We took our drive on the parkway on Thursday, June 6 which is also the anniversary of D-Day. On our way to Roanoke the day before, M and I passed the National D-Day Memorial in Bedford, Virginia. It was notable because of the memorial but also because of the traffic and signs warning us about the upcoming event causing traffic jams (and even the day before the event, there was plenty of traffic). The National D-Day Memorial was located in Bedford, Virginia because the town lost 19 of its sons (soldiers) on D-Day, proportionally the largest loss suffered in a U.S. town because the population at the time was only 3,200. We met a man up on the parkway who was waiting to watch the planes fly over from the D-Day event taking place in Bedford (which we could almost see from way up there). While I don’t think the man was old enough to be a WWII veteran, I do think he might have been old enough to have been alive and remember events from WWII. The current Vice President spoke at the National D-Day Memorial event but let us not dwell on disagreeable matters.
There are a lot of scenic overlooks and trails along the Blue Ridge Parkway. We barely touched on all there is to see, mostly because we had so little time to explore but also because we’d already spent about seven hours drive time on the road the day before and nobody was up for another seven hours of sitting in the car. After much research and discussion the night before our excursion, we did pick a trail to hike, one that we would all be capable of exploring. I would love to go back and explore some more someday.
The Appalachian Trail (AT) crosses the parkway twice, and one of the most photographed places on the AT is McAfee Knob which you can hike to from the Blue Ridge Parkway. (Google it. You’ll see why it’s so popular.) We did not do this hike (too long a hike for the time we had, and the elevation climb is 1700 feet which was too much for one in our group). It is noted in the trail guides that this trail garners a lot of hiking traffic. I think this would have been a good day and a good time of year to have done the hike because we saw very few visitors on the parkway or on the trails. So, if you ever have the desire to hike this portion of the AT, try a Thursday in early June.
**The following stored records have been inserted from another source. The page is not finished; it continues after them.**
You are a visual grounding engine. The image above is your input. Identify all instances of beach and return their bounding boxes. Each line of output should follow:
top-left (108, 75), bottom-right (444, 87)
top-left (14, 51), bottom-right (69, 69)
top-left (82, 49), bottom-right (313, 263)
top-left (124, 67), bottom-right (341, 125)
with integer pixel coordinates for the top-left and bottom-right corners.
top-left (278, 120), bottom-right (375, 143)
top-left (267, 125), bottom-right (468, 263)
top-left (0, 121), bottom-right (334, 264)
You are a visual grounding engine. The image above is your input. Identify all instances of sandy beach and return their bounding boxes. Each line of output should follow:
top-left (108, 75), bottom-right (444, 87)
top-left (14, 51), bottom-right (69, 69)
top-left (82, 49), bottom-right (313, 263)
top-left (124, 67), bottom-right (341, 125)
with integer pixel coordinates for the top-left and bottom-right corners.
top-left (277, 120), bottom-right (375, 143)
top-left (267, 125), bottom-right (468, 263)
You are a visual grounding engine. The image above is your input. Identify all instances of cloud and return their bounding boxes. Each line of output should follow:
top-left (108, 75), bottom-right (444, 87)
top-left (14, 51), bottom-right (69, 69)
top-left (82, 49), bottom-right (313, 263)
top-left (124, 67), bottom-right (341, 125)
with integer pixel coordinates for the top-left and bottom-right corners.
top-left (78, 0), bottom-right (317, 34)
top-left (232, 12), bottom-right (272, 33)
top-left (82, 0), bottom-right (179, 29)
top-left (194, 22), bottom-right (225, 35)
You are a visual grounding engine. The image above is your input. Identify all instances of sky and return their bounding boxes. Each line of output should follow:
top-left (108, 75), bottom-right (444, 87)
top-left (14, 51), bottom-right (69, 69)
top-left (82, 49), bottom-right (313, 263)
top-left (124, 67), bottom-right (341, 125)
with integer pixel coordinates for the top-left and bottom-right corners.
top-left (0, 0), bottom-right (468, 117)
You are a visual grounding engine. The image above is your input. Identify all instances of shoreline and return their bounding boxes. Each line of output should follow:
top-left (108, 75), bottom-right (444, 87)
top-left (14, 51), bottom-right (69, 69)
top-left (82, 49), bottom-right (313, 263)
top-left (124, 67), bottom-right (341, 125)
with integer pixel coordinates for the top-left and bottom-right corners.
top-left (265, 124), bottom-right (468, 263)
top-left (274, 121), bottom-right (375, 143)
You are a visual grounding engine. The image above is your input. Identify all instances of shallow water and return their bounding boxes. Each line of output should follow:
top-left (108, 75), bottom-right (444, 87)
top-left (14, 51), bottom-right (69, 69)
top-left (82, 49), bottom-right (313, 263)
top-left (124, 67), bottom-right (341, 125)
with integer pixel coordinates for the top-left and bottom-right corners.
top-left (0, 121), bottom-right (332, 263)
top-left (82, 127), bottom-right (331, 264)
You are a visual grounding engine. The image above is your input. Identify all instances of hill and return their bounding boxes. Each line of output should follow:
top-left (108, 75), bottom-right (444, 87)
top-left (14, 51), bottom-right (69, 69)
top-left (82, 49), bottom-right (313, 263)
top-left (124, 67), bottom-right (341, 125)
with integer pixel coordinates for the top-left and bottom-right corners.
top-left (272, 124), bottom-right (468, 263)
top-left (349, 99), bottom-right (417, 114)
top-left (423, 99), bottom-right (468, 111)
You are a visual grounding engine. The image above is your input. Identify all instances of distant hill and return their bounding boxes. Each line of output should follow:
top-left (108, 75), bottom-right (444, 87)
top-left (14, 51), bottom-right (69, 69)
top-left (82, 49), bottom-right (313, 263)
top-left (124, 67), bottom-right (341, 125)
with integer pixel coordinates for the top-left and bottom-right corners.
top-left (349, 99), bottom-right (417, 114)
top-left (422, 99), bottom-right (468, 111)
You might not have the place to yourself, but it won’t be very crowded, either.
I’ll be back with more from the Blue Ridge Parkway, from Roanoke, and from Virginia soon. We have family coming to the ranch sometime over the next few weeks and I need to get the house and guest room ready for them. The Little Wookie and Little Peanut are two of the visitors. That means walking around at toddler level and childproofing the place.
Thank you for stopping by for a wander today. I’m not sure we’ll see much of sunset this evening (there are storms in the forecast). If it looks good, I’ll meet you out at the Point. It’s hot, humid, and buggy so you’ll want to prepare for that. Sunset is scheduled for 8:29 PM. I’ll be there early, maybe to go for a swim.
Be good, be kind, be loving. Just Be. 🙂
A few of the 10,000 reasons to be happy: 1,086) Iced tea on a hot and humid day. 1,087) Sorting through the photos from our trip. It’s nice to have another look at friends and at some of the beautiful scenery. 1,088) This morning’s cardio workout. It was a doozy and my body appreciated the movement. 1,089) An Indigo Bunting sitting on the fence outside of my window. We don’t see them often. 1,090) A curried (and spicy!) cauliflower stew with brown rice for lunch.